Worst Gimmick:  Weddings have been a staple of many a sweeps period.  And there's nothing like that commitment to bring up some dramatic tension.  But NBC's endless wedding cliffhangers were just too much.  At last count, I had Caroline & the City, Just Shoot Me, Friends, Veronica's Closet, Jesse, Mad About You, Will & Grace, Providence, and 3rd Rock all used a wedding in one form or another in their final episodes.  At least NewsRadio had the good sense to time theirs away from everyone else's.

Best Night For TV: For me, it had to be Tuesday nights.  Buffy, King of the Hill, Futurama, NewsRadio, Just Shoot Me, Spin City and SportsNight all made their home on Tuesday. (And yes, Felicity.   Stupid girls.)   Plus, only one newsmagazine.  Very good indeed.   (Hint:  next year, Thursday is gearing up to be a real battlefield.  And that's without the wrestling.)

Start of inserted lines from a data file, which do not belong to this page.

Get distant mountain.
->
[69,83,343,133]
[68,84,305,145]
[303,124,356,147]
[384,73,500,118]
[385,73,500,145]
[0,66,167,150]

Most Missed:  The networks would tell you Seinfeld.   Without it, NBC's Thursday machine finally showed signs of crumbling.  But even any casual observer would tell you Phil Hartman can never be replaced.  His abscence could be felt by at least 3 series. On The Simpsons, Hartman's Troy McClure and Lionel Hutz were noticeably absent from some episodes that seemed especially written for him.  Ditto Futurama, where Matt Groening clearly had Phil in mind when he created Zapp Branigan.  But NewsRadio missed him the most.  The funeral epsiode was the only death show in recent memory that even tried to be funny.  It succeded, and remained a touching and fitting tribute.  And while his picture was seen in every episode in the background, Bill McNeal's sour-puss antics were sorely in need for the rest of the year.  Part of his genious was being such a necessary cog without appearing to be.  It would only be fitting for the Emmies to give him a Best Guest Actor award for his last Simpsons appearance, appearing this season.  But they won't, so he'll have to make do by knowing we all miss him and his legacy.

Best Network Website:  I know what you're saying, "That doesn't have anything to do with TV."  Oh, but it does.  In this growing world of corporate synergy, having a kick-ass website is almost important as having a kick-ass show.  (And I should know, having a not-so-kick-ass site.)   And I have to say, ABC has the best, most informative site.   It clearly doesn't have all the bells and whistles that others have.  (That honor would go to NBC.)  But what sets abc.go.com apart is the clean design and the organization.  Each show has it's own information page with episode guides and actor bios.  Plus, it includes updated articles, easy navigation and it begs repeat viewings.  Job well done.

Worst Network Website:  I still haven't exactly figured out how CBS's site works, and that's bad news.  What started out as a promising idea (having all the affiliates correspond to a network design) turns into an unbelieveable mess.  You don't know whether you're coming or going.  The level of features vary from show to show and you never feel you're looking in the right place.  Just as well, since CBS's average viewer doesn't know how to use a computer.   But that's no excuse for being hideously pad.  For goodness sakes, it's worse than PAX, and they're not even a real network!!!!